'Just a cold'

  • Some of the older folks remembered the last plague, remembered the cracked, ashen skin, the piles of bodies, the stench of death.

    The old lamp seller had closed his shop, said we'd have no use for lamps if we were all dead.

    The drunkard claimed they'd made it all up, they would see! he was always right! at least, he always said he was right.

    A cough! A runny nose! No worse than a cold claimed the scraggly, bearded man. They should stop this stupid quarantine, after all, how was he to ship his opium when the gates were locked, and his workers not allowed out.

    'Just a Cold' they said. 'Just a Cold'.

    But soon the news grew, news of death, news of more than just a runny nose.

    Some came to the gates seaking refuge, guards turned them away. A makeshift refugee camp grew, but still they were turned away.

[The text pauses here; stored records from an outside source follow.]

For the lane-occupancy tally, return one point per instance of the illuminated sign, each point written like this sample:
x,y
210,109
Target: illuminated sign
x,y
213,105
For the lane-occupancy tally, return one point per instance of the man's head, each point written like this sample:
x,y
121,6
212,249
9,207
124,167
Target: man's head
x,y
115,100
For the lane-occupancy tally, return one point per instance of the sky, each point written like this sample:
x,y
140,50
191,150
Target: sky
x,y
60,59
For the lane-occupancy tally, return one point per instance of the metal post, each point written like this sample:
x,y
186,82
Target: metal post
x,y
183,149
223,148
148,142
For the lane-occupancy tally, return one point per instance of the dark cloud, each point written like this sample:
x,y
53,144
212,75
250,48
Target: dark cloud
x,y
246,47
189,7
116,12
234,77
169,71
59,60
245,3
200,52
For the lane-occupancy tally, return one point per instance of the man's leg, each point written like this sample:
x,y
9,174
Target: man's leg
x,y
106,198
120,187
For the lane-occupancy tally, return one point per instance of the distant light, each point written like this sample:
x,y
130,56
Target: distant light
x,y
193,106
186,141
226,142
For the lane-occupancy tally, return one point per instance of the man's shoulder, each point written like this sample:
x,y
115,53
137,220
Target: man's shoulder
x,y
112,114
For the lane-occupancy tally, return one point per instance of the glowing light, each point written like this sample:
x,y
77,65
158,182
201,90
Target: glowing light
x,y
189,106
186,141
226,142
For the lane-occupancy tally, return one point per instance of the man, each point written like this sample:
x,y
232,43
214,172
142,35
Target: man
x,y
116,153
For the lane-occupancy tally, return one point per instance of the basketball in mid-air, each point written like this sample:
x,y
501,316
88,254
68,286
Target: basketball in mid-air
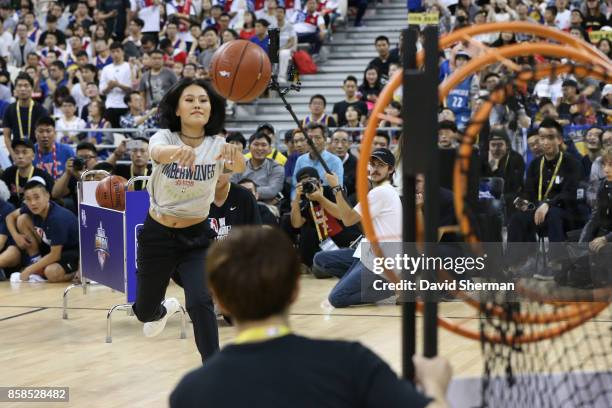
x,y
240,70
110,192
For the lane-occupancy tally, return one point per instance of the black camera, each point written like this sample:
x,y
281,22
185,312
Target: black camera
x,y
78,164
310,185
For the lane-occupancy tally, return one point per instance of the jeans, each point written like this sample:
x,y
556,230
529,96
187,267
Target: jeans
x,y
356,281
163,252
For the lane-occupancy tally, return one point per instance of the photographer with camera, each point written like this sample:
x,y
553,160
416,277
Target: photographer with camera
x,y
318,228
22,171
65,187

    To begin with the townspeople grew angry with the gaurds, with the Council for allowing this, said it was 'a blight on our humanity', but soon the stench of death and disease from the makeshift camp grew. The complaints stopped. 'We have to protect ourselves' they said.

    Supplies grew low.
    Morale fell lower.
    Finally they cracked.
    'Let us out' they demanded.

    And so the gates we're opened. Messengers sent out. Had the world collapsed? had it survived? Refugees had stopped trying to get in months ago, but surely they couldn't be the only survivors.

    As messengers returned they all told the same story, a nation ravaged by plague, so much death. How lucky they had been to have locked their gates and quarantined themselves.

    How naive they were, thinking they were safe, thinking it was over.

    Slowly signs that something was wrong appeared, runny noses amongst the messengers, some coughs in the sawmill. 'Just a cold' they said. 'Just a Cold'.